- Ashley Township, Minnesota Location within the state of Minnesota Ashley Township, Minnesota Ashley Township, Minnesota (the United States)
- Coordinates: 45°43′58″N 95°4′26″W﻿ / ﻿45.73278°N 95.07389°W
- Country: United States
- State: Minnesota
- County: Stearns

Area
- • Total: 42.0 sq mi (108.9 km^{2})
- • Land: 41.9 sq mi (108.6 km^{2})
- • Water: 0.12 sq mi (0.3 km^{2})
- Elevation: 1,342 ft (409 m)

Population (2010)
- • Total: 262
- • Density: 6.25/sq mi (2.41/km^{2})
- Time zone: UTC-6 (Central (CST))
- • Summer (DST): UTC-5 (CDT)
- FIPS code: 27-02530
- GNIS feature ID: 0663468

= Ashley Township, Minnesota =

Ashley Township is a township in Stearns County, Minnesota, United States. The population was 262 at the 2010 census.

Ashley Township was organized in 1870, and named after Ashley Creek.

==Geography==
According to the United States Census Bureau, the township has a total area of 42.1 sqmi; 41.9 sqmi is land and 0.1 sqmi, or 0.26%, is water.

==Demographics==
As of the census of 2000, there were 244 people, 84 households, and 67 families residing in the township. The population density was 5.8 people per square mile (2.2/km^{2}). There were 90 housing units at an average density of 2.1/sq mi (0.8/km^{2}). The racial makeup of the township was 100.00% White.
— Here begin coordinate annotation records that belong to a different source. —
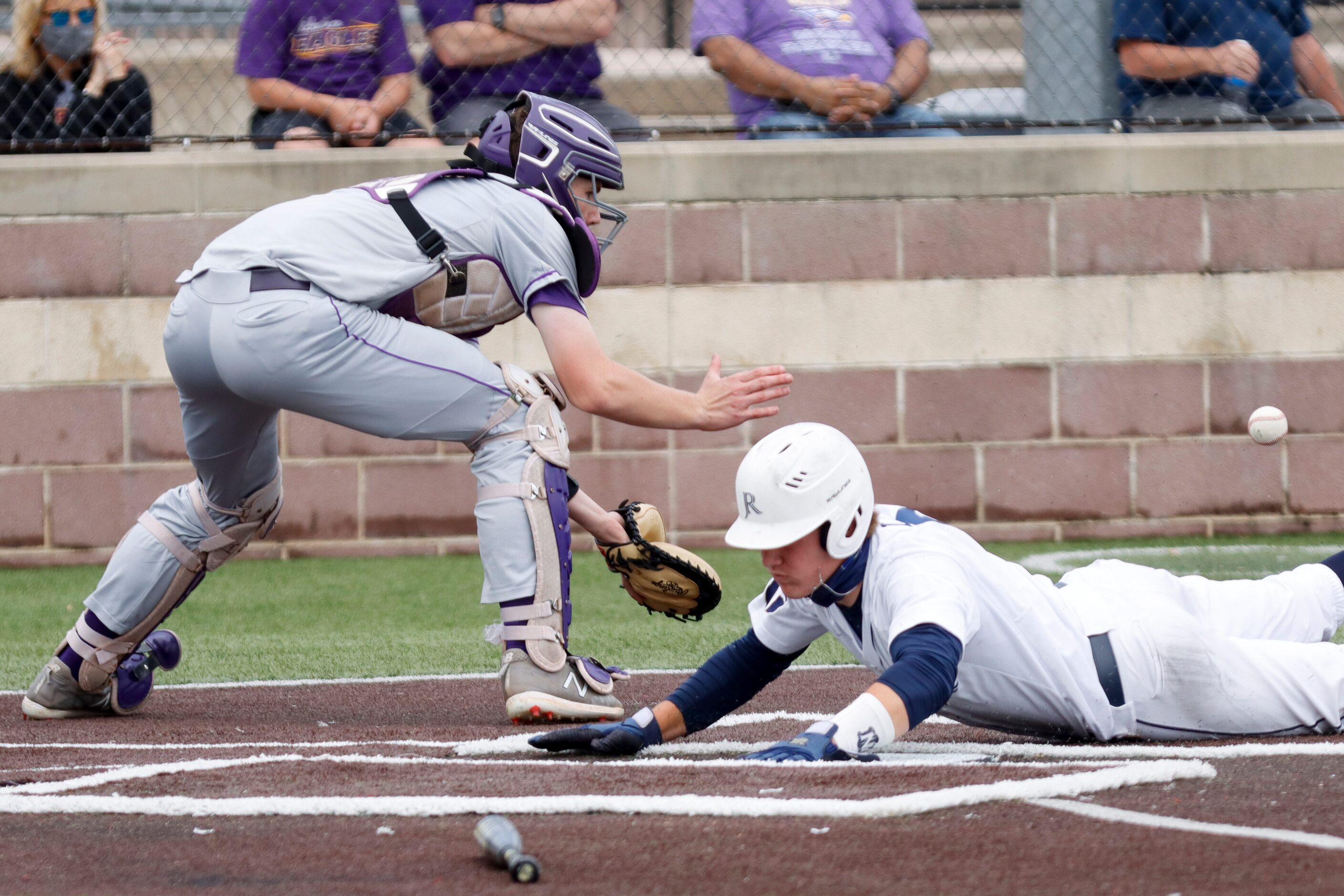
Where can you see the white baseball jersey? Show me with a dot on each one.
(1026, 663)
(355, 248)
(1198, 659)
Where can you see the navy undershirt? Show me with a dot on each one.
(924, 669)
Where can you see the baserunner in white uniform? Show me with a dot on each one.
(1115, 651)
(361, 307)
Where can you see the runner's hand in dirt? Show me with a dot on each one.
(608, 739)
(813, 745)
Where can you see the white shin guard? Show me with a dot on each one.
(256, 516)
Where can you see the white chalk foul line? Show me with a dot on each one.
(1072, 785)
(1167, 823)
(1129, 751)
(393, 680)
(154, 770)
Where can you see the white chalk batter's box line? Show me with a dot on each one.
(1115, 768)
(394, 680)
(1047, 793)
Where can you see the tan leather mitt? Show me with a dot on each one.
(660, 577)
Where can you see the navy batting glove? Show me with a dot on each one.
(606, 739)
(813, 745)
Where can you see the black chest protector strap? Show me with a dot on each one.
(427, 238)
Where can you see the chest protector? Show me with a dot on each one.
(471, 293)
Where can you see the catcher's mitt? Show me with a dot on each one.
(660, 577)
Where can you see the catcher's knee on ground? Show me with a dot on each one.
(104, 656)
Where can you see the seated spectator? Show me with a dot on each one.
(484, 53)
(847, 63)
(68, 85)
(328, 69)
(1229, 60)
There were 84 households, out of which 36.9% had children under the age of 18 living with them, 77.4% were married couples living together, and 20.2% were non-families. 13.1% of all households were made up of individuals, and 6.0% had someone living alone who was 65 years of age or older. The average household size was 2.90 and the average family size was 3.28.

In the township the population was spread out, with 29.1% under the age of 18, 8.2% from 18 to 24, 26.2% from 25 to 44, 20.1% from 45 to 64, and 16.4% who were 65 years of age or older. The median age was 38 years. For every 100 females, there were 117.9 males. For every 100 females age 18 and over, there were 116.3 males.
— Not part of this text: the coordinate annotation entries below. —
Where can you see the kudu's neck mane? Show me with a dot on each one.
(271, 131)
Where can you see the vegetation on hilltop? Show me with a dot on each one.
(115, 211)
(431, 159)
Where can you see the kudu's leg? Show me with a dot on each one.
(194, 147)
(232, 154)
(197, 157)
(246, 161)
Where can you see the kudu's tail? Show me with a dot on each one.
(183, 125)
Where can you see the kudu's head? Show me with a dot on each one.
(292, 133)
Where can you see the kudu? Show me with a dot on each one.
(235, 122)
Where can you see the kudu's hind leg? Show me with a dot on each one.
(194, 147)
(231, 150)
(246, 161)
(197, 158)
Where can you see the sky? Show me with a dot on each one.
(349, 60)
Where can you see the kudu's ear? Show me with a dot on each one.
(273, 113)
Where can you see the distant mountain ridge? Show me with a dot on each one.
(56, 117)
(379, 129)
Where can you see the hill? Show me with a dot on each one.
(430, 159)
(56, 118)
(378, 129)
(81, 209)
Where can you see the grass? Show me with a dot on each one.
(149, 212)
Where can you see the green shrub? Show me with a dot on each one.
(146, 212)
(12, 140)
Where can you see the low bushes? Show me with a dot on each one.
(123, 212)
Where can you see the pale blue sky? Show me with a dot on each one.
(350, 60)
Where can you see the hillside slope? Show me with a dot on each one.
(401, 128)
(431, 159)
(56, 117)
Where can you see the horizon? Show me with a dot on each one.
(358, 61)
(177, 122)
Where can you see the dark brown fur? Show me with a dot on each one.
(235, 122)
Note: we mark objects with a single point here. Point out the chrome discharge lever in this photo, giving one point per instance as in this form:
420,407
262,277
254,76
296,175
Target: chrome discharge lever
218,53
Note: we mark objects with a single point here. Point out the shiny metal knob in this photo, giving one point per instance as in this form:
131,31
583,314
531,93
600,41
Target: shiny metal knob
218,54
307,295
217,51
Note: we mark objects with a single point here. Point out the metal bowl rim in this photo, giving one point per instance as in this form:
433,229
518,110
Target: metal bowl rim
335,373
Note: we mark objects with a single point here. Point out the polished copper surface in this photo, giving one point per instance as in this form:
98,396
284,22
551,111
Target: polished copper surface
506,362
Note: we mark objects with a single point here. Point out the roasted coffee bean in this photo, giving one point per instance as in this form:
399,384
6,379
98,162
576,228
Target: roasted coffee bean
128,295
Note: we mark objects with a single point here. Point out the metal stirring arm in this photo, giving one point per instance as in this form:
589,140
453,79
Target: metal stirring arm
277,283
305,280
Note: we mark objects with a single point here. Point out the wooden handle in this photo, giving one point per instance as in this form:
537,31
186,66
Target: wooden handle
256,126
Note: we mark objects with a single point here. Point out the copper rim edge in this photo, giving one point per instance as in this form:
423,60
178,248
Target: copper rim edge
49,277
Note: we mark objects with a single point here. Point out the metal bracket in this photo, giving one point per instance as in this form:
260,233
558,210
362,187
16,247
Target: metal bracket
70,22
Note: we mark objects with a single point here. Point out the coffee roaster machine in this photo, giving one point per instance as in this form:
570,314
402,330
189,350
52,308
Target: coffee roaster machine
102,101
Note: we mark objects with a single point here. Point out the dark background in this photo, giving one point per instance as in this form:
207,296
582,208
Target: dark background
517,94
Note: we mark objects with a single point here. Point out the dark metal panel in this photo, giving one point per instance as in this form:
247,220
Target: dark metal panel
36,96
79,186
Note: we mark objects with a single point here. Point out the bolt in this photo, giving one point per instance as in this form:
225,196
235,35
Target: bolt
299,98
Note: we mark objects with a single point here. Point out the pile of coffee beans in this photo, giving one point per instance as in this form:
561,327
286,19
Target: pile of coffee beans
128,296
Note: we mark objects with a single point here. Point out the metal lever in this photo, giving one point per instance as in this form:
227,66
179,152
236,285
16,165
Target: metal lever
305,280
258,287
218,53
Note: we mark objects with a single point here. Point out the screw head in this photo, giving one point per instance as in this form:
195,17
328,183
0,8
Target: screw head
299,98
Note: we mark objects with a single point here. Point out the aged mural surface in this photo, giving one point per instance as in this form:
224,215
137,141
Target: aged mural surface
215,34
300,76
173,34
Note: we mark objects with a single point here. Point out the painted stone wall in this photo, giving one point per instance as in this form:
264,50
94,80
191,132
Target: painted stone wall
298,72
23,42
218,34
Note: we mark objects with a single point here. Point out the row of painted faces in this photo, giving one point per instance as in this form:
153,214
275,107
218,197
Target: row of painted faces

The median income for a household in the township was $45,179, and the median income for a family was $46,875. Males had a median income of $30,625 versus $20,000 for females. The per capita income for the township was $15,347. About 6.5% of families and 8.3% of the population were below the poverty line, including 12.5% of those under the age of eighteen and 5.4% of those sixty five or over.